Entrare nel telefono dell’ex coniuge senza autorizzazione, anche con l’intento di raccogliere prove da usare in una causa di separazione, costituisce reato. A stabilirlo è la Corte di Cassazione, che con una recente sentenza ha confermato la condanna inflitta a un uomo accusato di accesso abusivo a sistema informatico, rigettando il suo ricorso e ribadendo un principio giuridico chiaro: la tutela della privacy resta inviolabile, anche all’interno di un conflitto familiare.

La vicenda trae origine da un procedimento giudiziario che ha coinvolto un uomo e la sua ex moglie, al centro di una separazione con forti elementi di tensione. Secondo quanto riportato da Il Messaggero, l’uomo avrebbe estratto senza consenso chat WhatsApp, registri di chiamate e altri dati personali da due telefoni appartenenti alla donna – uno dei quali ancora in uso, l’altro un vecchio cellulare legato a precedenti attività lavorative. I dati così acquisiti erano stati poi consegnati all’avvocato difensore, con l’obiettivo di dimostrare presunte infedeltà e ottenere l’addebito della separazione.

Le denunce, presentate dalla donna nel marzo 2022 e marzo 2023, descrivono un clima teso, segnato da comportamenti ossessivi e molesti, culminati anche nell’invio di messaggi privati a terzi (compresi i genitori della donna) per insinuare l’esistenza di una relazione extraconiugale.

La Corte d’appello di Messina aveva già condannato l’uomo, riconoscendo la violazione dell’articolo 615-ter del codice penale, che punisce l’accesso abusivo a sistemi informatici protetti. La Cassazione ha ora confermato quella sentenza, sottolineando che nessuna finalità probatoria può giustificare una condotta lesiva dei diritti fondamentali della persona, tra cui il diritto alla riservatezza dei propri dati digitali.

Si tratta di una decisione che rafforza l’indirizzo giurisprudenziale già emerso in altri casi simili: anche nel contesto di contese familiari, non esiste una “zona franca” che consenta l’uso di strumenti illeciti per ottenere prove, né può essere invocato un presunto “interesse alla verità” che superi la legalità delle modalità con cui le informazioni vengono reperite.

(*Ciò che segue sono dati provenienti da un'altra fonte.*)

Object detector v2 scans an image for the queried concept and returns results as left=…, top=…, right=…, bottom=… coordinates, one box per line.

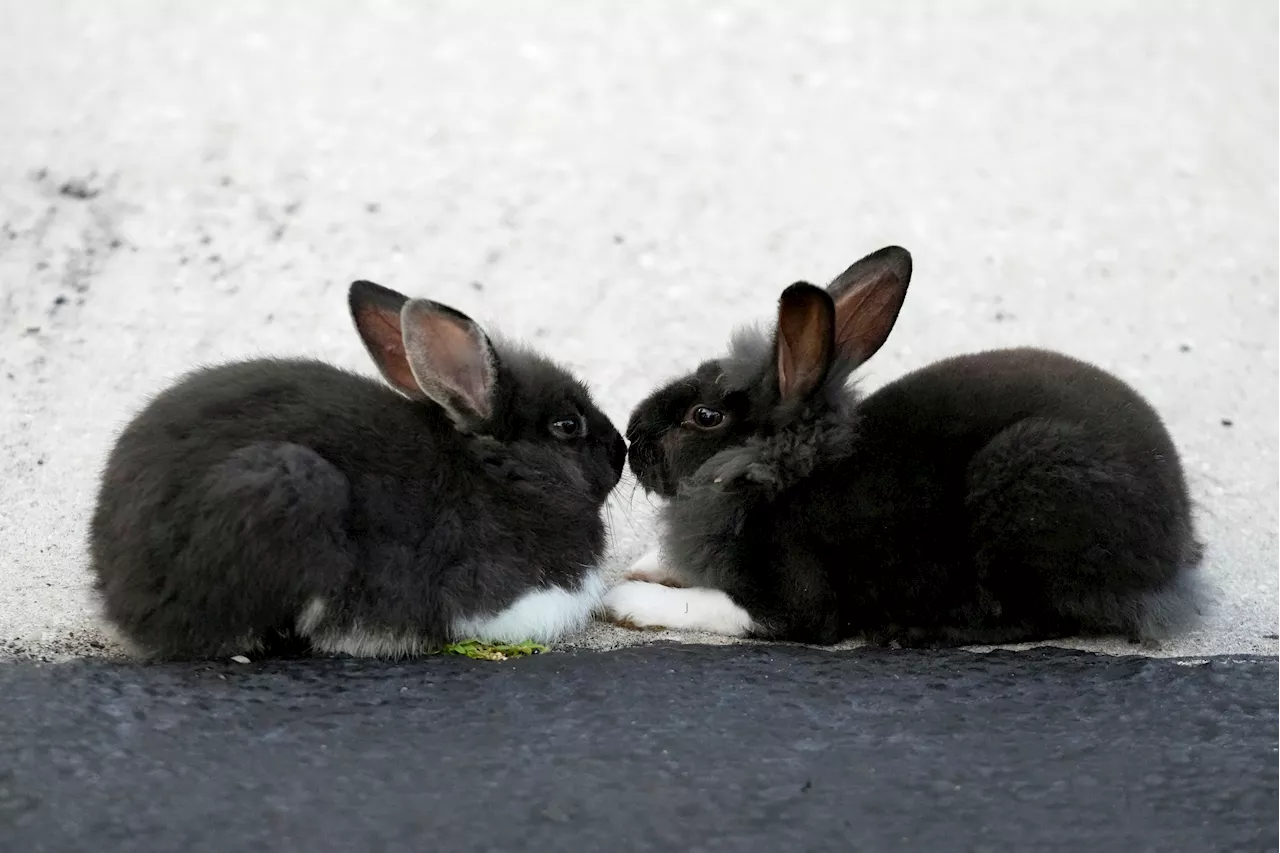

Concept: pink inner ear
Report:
left=419, top=314, right=490, bottom=418
left=778, top=286, right=829, bottom=398
left=356, top=305, right=422, bottom=397
left=836, top=270, right=904, bottom=364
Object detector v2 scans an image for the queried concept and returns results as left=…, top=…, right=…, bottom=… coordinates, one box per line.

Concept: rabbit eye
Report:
left=552, top=415, right=586, bottom=438
left=689, top=406, right=724, bottom=429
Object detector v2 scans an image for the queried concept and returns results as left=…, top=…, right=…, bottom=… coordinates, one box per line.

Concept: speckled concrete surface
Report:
left=0, top=0, right=1280, bottom=656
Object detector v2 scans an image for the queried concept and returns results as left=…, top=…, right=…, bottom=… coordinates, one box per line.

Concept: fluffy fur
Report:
left=90, top=286, right=626, bottom=657
left=605, top=247, right=1201, bottom=646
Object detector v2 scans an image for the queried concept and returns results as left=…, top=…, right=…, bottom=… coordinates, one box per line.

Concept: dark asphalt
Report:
left=0, top=646, right=1280, bottom=853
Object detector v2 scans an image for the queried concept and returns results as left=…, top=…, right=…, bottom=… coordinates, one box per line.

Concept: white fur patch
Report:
left=297, top=596, right=328, bottom=637
left=453, top=573, right=604, bottom=643
left=627, top=548, right=680, bottom=584
left=604, top=580, right=754, bottom=637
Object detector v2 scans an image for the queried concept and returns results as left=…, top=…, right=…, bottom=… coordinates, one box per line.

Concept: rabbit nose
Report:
left=609, top=435, right=627, bottom=476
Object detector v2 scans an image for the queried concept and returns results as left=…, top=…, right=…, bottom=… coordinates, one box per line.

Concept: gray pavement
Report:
left=0, top=646, right=1280, bottom=853
left=0, top=0, right=1280, bottom=655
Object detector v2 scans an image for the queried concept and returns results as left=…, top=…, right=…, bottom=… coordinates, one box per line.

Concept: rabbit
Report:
left=90, top=280, right=626, bottom=658
left=604, top=246, right=1203, bottom=648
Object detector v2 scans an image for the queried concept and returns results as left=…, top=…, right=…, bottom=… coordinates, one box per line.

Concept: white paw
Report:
left=604, top=580, right=753, bottom=637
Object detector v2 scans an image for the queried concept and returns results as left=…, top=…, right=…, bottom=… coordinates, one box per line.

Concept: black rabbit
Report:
left=90, top=282, right=626, bottom=657
left=605, top=246, right=1201, bottom=646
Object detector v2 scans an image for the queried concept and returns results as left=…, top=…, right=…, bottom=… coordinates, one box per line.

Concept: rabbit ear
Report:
left=827, top=246, right=911, bottom=365
left=347, top=282, right=422, bottom=398
left=401, top=300, right=498, bottom=430
left=348, top=282, right=497, bottom=429
left=776, top=282, right=836, bottom=400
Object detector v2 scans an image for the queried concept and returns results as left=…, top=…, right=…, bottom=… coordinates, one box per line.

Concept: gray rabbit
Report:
left=90, top=282, right=626, bottom=657
left=605, top=246, right=1202, bottom=646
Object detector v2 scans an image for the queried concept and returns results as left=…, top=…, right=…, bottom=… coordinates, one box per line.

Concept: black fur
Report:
left=90, top=289, right=626, bottom=657
left=627, top=250, right=1201, bottom=646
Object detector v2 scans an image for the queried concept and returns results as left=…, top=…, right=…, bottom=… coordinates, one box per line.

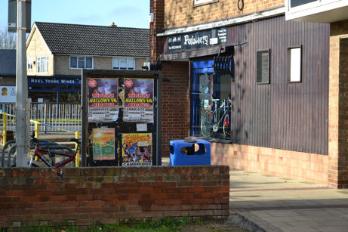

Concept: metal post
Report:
left=2, top=112, right=7, bottom=146
left=16, top=0, right=28, bottom=167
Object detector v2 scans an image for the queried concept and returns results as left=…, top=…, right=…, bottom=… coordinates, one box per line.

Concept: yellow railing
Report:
left=0, top=112, right=81, bottom=167
left=0, top=112, right=40, bottom=146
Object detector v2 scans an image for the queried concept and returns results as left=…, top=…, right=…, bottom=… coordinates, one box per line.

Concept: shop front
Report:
left=163, top=28, right=235, bottom=140
left=158, top=15, right=329, bottom=184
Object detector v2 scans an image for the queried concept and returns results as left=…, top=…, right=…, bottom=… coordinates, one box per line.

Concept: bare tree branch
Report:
left=0, top=31, right=16, bottom=49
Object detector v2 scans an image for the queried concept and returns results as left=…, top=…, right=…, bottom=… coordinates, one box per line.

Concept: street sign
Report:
left=8, top=0, right=31, bottom=33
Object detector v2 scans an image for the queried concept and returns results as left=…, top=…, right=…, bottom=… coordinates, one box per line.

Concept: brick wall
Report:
left=160, top=62, right=190, bottom=156
left=150, top=0, right=164, bottom=63
left=329, top=21, right=348, bottom=188
left=164, top=0, right=284, bottom=29
left=212, top=143, right=328, bottom=185
left=0, top=166, right=229, bottom=230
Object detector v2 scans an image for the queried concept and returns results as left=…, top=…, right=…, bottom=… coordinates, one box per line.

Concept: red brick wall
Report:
left=150, top=0, right=164, bottom=63
left=160, top=62, right=190, bottom=156
left=212, top=143, right=329, bottom=185
left=0, top=166, right=229, bottom=229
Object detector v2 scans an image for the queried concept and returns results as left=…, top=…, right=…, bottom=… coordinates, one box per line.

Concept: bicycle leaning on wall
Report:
left=201, top=98, right=232, bottom=138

La pena per chi viola il divieto può arrivare fino a dieci anni di reclusione, soprattutto in presenza di aggravanti come la sottrazione di dati personali, la diffusione non autorizzata a terzi, e l’utilizzo a fini di danno.

Questa sentenza lancia un messaggio inequivocabile: anche nei conflitti più aspri, il rispetto della legge non è facoltativo. E il diritto alla privacy, tanto più in un’epoca di comunicazioni digitali, rappresenta un baluardo che neppure una separazione può abbattere.